Tory approach to natives could mean protests, Martin says

BILL CURRY - April 8, 2008

OTTAWA — The Conservative government's “too bad, so sad” approach to Canadian aboriginals will be to blame if natives increasingly turn to confrontation and protest, former prime minister Paul Martin warned yesterday.

Mr. Martin was testifying before a Senate committee that is studying a private member's bill he had put forward. The bill calls on Ottawa to honour the 2005 Kelowna Accord, one of the last official acts signed by the Liberals before the Conservatives took office.

Mr. Martin argued the 11/2 years of negotiations leading up to the $5-billion accord stirred hopes that federal action was on its way to raise education, housing and health standards for aboriginals.

“When that happens, and then all of a sudden the federal government just simply says, ‘Too bad, so sad, we're walking,' I think it has an enormous amount to do with their credibility,” he said.

Conservative senators disputed Mr. Martin's comments, suggesting the “supposed accord” lacked appropriate detail and arguing that Tories decided to focus on such issues as land claims and water.

Liberal Senator Roméo Dallaire, a former commander with the Canadian Armed Forces, argued in committee that the issue is taking on a national security dimension as the aboriginal youth population grows.

“We've heard about the aboriginal day of action,” Mr. Dallaire said, in reference to plans to repeat last year's demonstrations.

“Isn't there an internal security risk that's raising itself more and more as the youths see themselves more and more disenfranchised and, in fact, that they could actually, if they ever coalesced, bring this country to a standstill?”

Mr. Martin said that aboriginal leaders have shown enormous restraint, and he hopes Ottawa acts before it gets to that point.

“There is a degree of hopelessness and it's partly been brought on by the refusal to implement Kelowna,” Mr. Martin said.

“The best way to avoid what you have just said is to show that in fact we understand, and we are going to deal with those issues.”

While Mr. Martin and the senators were debating the issue, one provocative native leader was in town vowing a novel approach to raise the stakes.

Chief Terry Nelson of Manitoba's Roseau River Anishinabe First Nation had a meeting scheduled yesterday with the Venezuelan embassy in Ottawa.
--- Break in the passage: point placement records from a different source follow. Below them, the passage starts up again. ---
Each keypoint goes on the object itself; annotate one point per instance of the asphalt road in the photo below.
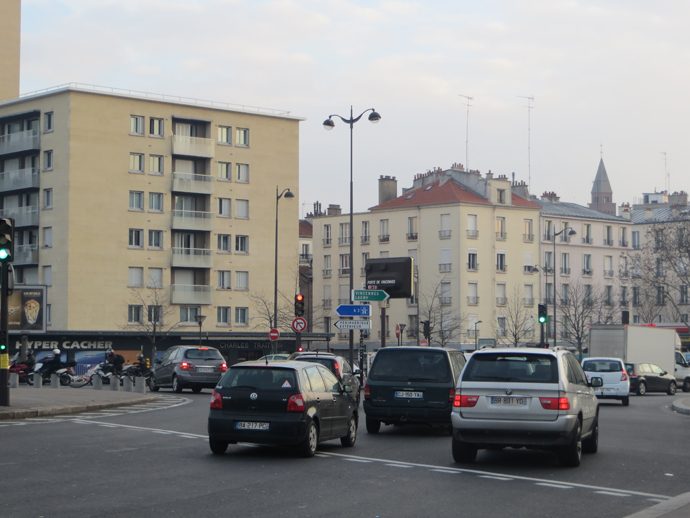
(149, 460)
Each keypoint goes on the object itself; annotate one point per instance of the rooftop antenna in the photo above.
(530, 106)
(467, 130)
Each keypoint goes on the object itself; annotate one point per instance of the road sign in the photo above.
(354, 310)
(299, 324)
(352, 324)
(369, 295)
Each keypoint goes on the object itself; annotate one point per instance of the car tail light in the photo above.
(464, 400)
(296, 403)
(555, 403)
(216, 401)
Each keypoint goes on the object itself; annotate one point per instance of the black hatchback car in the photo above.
(288, 403)
(411, 385)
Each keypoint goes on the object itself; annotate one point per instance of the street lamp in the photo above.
(329, 124)
(285, 193)
(571, 232)
(476, 336)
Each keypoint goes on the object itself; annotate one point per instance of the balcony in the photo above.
(193, 146)
(19, 179)
(23, 216)
(20, 141)
(190, 294)
(193, 183)
(192, 220)
(25, 254)
(191, 257)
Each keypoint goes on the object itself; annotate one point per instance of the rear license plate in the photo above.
(508, 401)
(408, 394)
(252, 425)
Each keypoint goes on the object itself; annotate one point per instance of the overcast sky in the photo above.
(609, 77)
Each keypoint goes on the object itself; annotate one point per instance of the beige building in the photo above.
(132, 209)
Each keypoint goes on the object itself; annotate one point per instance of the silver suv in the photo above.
(525, 398)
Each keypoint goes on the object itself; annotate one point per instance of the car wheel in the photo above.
(217, 447)
(571, 455)
(463, 452)
(351, 436)
(373, 425)
(591, 443)
(308, 447)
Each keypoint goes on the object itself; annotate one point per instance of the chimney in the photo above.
(388, 188)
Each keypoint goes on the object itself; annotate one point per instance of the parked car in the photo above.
(188, 366)
(615, 377)
(290, 403)
(648, 377)
(411, 385)
(525, 398)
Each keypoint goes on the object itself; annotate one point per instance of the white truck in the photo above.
(641, 344)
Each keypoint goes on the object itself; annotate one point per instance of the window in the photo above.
(156, 164)
(136, 238)
(242, 209)
(156, 127)
(136, 162)
(224, 242)
(225, 171)
(156, 201)
(48, 160)
(242, 244)
(134, 312)
(224, 135)
(223, 279)
(243, 137)
(224, 207)
(155, 239)
(136, 200)
(48, 121)
(241, 280)
(135, 277)
(136, 124)
(48, 237)
(242, 173)
(242, 316)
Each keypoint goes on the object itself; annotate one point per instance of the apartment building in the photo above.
(136, 209)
Mr. Nelson said he was submitting a direct request to Venezuelan President Hugo Chavez for political and financial support to Canadian native communities that are in legal battles over resource rights.

He noted that six native leaders from the KI First Nation in northwestern Ontario were recently jailed because they could not afford financial penalties, nor could they afford further legal battles, in their attempt to block access to mining prospectors on traditional lands.